Knowing My Prayer Is Answered

Before I see the results with my physical eyes, I can know my prayer is answered. I learned this a long time ago when Hunny was being an active alcoholic. I’d pray for his safety getting home, which was a real concern since I knew he’d be driving under the influence.

During one of those nights, which was many, I’d close my eyes and pray earnestly. “Please, Father, keep him safe.” And within moments, that sweet, soft Peace would seep into my heart, easing my worries. It was always such a quiet thing that I wouldn’t notice it if I was overly emotional. The noise of my emotions could block my awareness of it. And if I didn’t receive it, then I wouldn’t have it.

So, I mentally disciplined my emotions into silence like a crossing guard putting up my hand. Stop. They might not be gone, for sure, but they had to be silent in my head and heart. Similar to a hunter waiting inside a blind without a move or even a breath. Silence is key.

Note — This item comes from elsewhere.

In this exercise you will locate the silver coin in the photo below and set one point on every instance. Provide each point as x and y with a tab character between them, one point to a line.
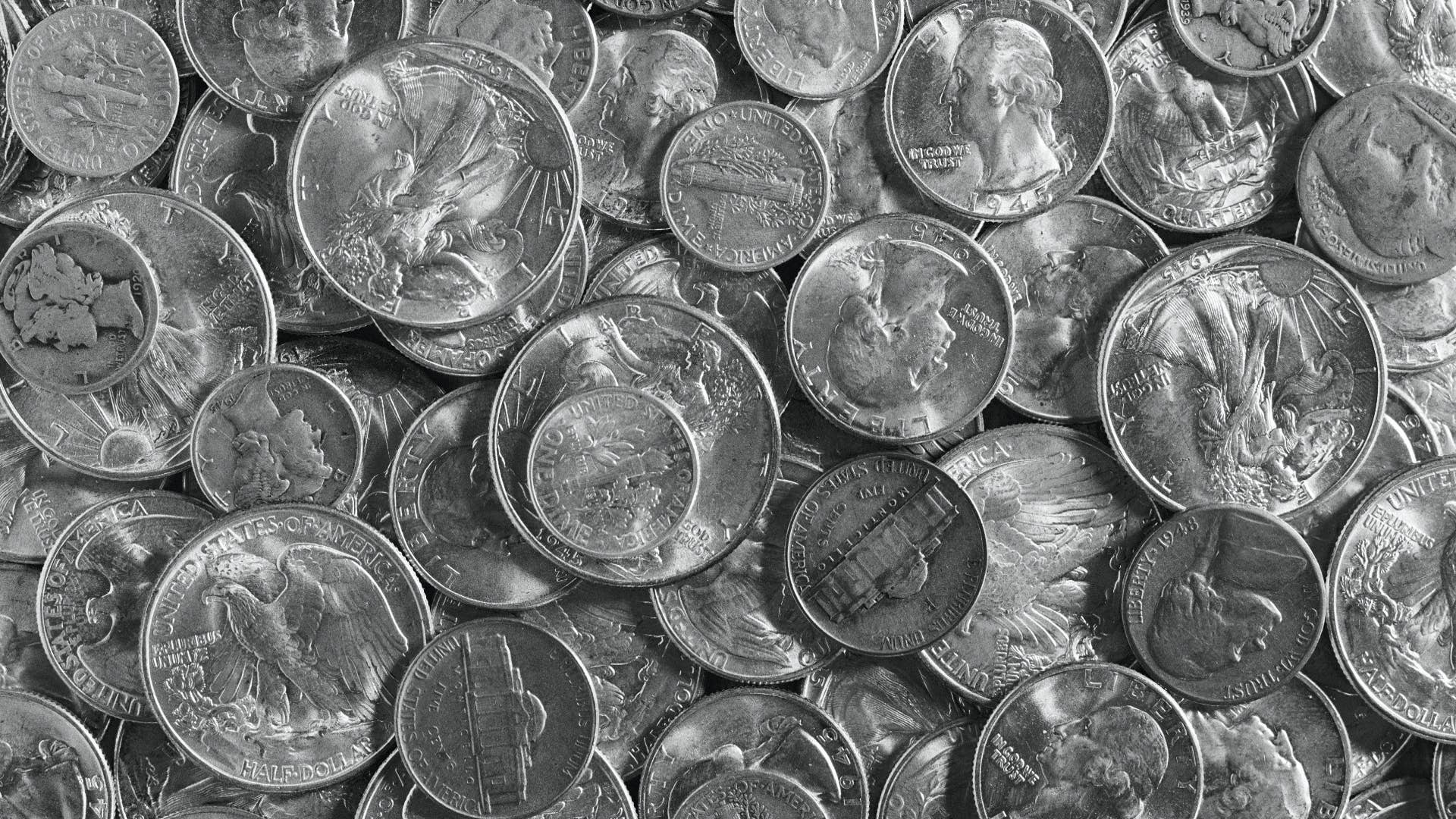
1241	371
981	148
1066	270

After asking Father, I sit quietly for a few moments without a word. Waiting. And when that sweet Peace enters my heart, it is always as good as a guarantee. I know that my answer is Yes and Amen.

Yesterday I used this technique when my attorney was unable to find a crucial document recording in court records. There was only one other possible location to look in. So, after hanging up, I asked Father to please help.

Then I sat in quiet, silencing my burgeoning emotions, and waited. Sure enough, it came. Such a sweet, sweet Peace. And I knew they’d find it in the new location. I could even see a brief vision of it. I knew.

This morning an email from my attorney confirmed they’d found it in the new location and would be processing it promptly.

My heart soared with thankfulness for Father’s ever-present faithfulness to never leave me alone.

Knowing is the difference between waiting in agony and waiting in confidence. The stress level healthy or not. But there is one other tiny key involved here. It’s that I can’t turn my head away from Peace when it enters. It’s so easy to do. I can’t miss its quiet entry and not even see it. Or I can ignore it by thinking it is nothing when it comes. And that is easy to do because Peace moves like a light fog, traveling silently onto a busy street.

I must be aware of its ever-so-subtle presence sliding into the atmosphere. Like a thief in the night. And when I see it, open the door wide.

Blessings today on your Peace. It is definitely a pearl of great price. Get it. Welcome it.